I also have to be careful, though, not to put people down because they might be escaping. Most of us are doing the best we can. Building up from there is good, just condemning yourself is seldom helpful.
I’d like to add that it’s not only Buddhists who can’t find selves through experience. It is both a theme in western philosophy (Hume being a famous example) and more recently a common idea in the mind sciences (emergence, neural networks, distributed cognition etc).
In “The Embodied Mind” Francisco Varela, Evan Thompson and Eleanor Rosch claims one of the reasons there could be a common ground between Buddhism and science is exactly this point. And cognitive scientists making the discovery of no-self could benefit from training in Buddhism to embody this understanding, instead of being left feeling they’re condemned to believe in something they know is not real.
Love this blog and the honesty of your writing!
First we need to drop he idea that the “self” is a fixed thing.

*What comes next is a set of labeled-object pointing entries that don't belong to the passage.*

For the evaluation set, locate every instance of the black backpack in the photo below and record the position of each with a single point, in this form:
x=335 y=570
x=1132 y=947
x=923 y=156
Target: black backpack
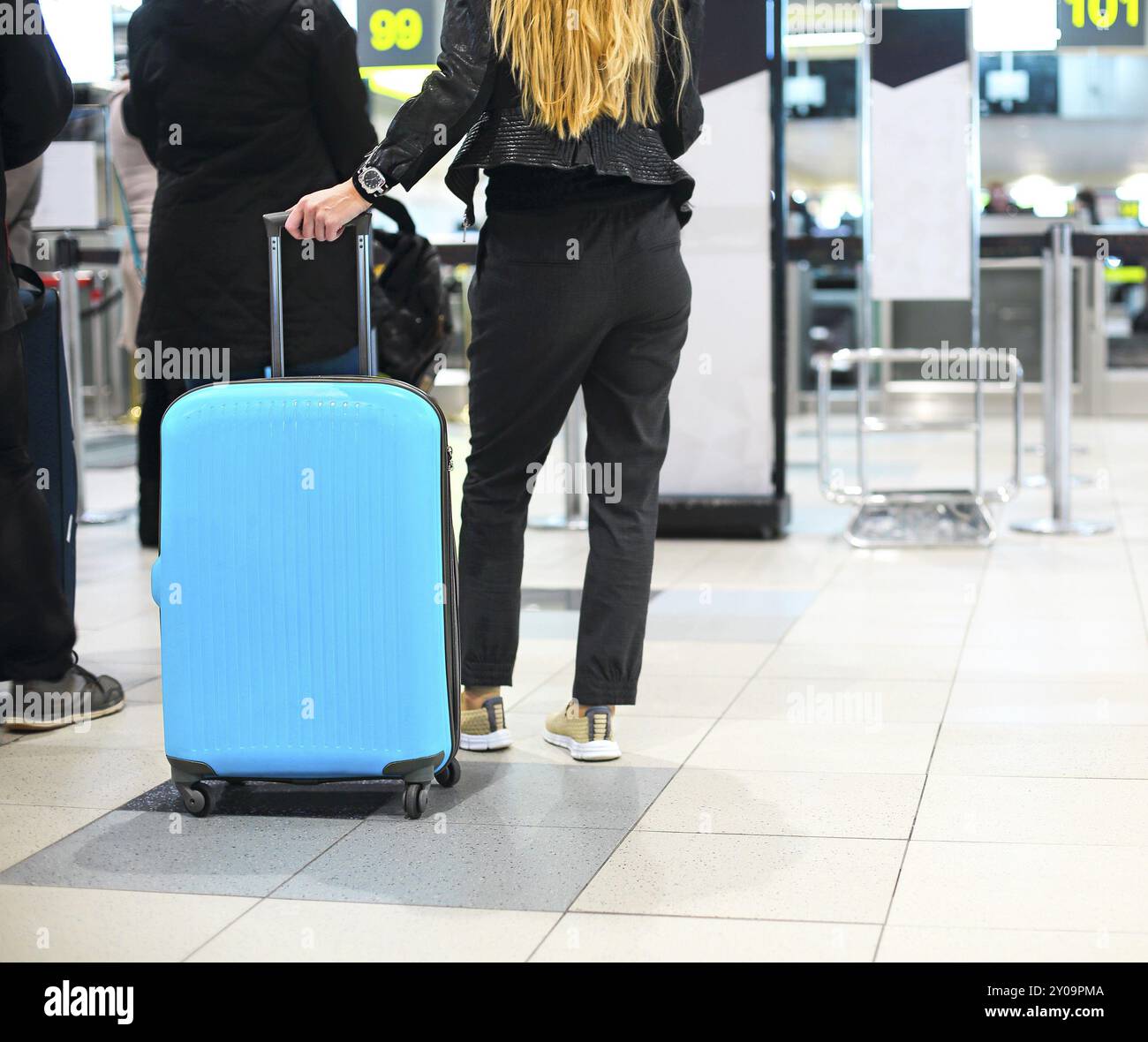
x=413 y=325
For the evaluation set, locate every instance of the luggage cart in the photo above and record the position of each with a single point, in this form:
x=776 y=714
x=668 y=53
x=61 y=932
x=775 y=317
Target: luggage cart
x=915 y=517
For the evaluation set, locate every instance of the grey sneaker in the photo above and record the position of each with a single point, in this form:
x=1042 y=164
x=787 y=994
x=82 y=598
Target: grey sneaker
x=77 y=696
x=590 y=736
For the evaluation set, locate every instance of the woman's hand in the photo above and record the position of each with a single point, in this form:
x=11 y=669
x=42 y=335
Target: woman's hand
x=322 y=215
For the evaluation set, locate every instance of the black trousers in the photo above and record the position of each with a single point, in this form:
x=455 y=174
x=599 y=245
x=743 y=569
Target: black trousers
x=35 y=625
x=592 y=298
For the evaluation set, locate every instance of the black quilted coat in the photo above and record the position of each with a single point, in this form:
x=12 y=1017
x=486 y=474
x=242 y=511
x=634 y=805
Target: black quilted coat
x=473 y=94
x=268 y=106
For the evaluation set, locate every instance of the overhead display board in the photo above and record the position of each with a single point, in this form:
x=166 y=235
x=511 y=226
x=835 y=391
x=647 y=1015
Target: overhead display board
x=397 y=44
x=1101 y=23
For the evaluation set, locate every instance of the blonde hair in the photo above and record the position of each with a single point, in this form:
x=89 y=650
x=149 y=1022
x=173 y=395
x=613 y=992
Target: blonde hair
x=578 y=60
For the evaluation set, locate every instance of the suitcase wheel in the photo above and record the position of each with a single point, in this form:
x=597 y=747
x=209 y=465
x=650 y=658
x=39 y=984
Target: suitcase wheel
x=198 y=799
x=448 y=777
x=414 y=799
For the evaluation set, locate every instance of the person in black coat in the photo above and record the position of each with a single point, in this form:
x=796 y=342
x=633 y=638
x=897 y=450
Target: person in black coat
x=244 y=106
x=37 y=631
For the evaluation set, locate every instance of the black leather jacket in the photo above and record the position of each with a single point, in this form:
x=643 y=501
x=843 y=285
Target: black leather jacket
x=473 y=94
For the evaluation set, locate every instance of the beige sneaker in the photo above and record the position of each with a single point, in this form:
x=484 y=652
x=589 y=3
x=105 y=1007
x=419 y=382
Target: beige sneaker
x=590 y=736
x=483 y=730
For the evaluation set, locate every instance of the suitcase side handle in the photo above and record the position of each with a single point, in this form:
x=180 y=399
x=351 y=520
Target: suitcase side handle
x=274 y=225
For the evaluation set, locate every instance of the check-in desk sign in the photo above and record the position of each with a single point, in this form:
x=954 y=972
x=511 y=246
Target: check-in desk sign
x=1101 y=23
x=397 y=34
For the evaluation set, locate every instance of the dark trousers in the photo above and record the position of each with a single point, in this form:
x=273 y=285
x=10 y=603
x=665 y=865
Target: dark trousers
x=593 y=298
x=35 y=625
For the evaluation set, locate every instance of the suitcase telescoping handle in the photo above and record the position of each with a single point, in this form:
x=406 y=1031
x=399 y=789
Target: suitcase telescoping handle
x=362 y=225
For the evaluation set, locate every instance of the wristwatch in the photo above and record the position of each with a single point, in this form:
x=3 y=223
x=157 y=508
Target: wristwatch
x=371 y=181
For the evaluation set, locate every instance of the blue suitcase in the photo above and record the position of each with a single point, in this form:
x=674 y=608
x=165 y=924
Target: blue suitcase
x=306 y=578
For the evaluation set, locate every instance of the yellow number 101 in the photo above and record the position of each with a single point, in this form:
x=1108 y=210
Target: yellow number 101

Whatever it is or isn’t, it’s a constantly changing process. Further, we clearly get too fixated on beliefs about our selves and that creates trouble as belief gets in the way of perceiving reality. But as to Buddhist no-self…well I understand it’s important to get less fixated on self, and I understand that in various altered states, which might be reached via meditation methods, you can have vastly different experiences of what your “self” is…but they Buddhism does work with the idea of your karma, so something travels from one lifetime to the next. I think there is considerable possible confusion (or I just don’t get it) in Buddhist literature here as they try to logically (ordinary waking state logic) try to reconcile no self with personal karma. My suggestion to develop state-specific sciences may eventually help. Good comment.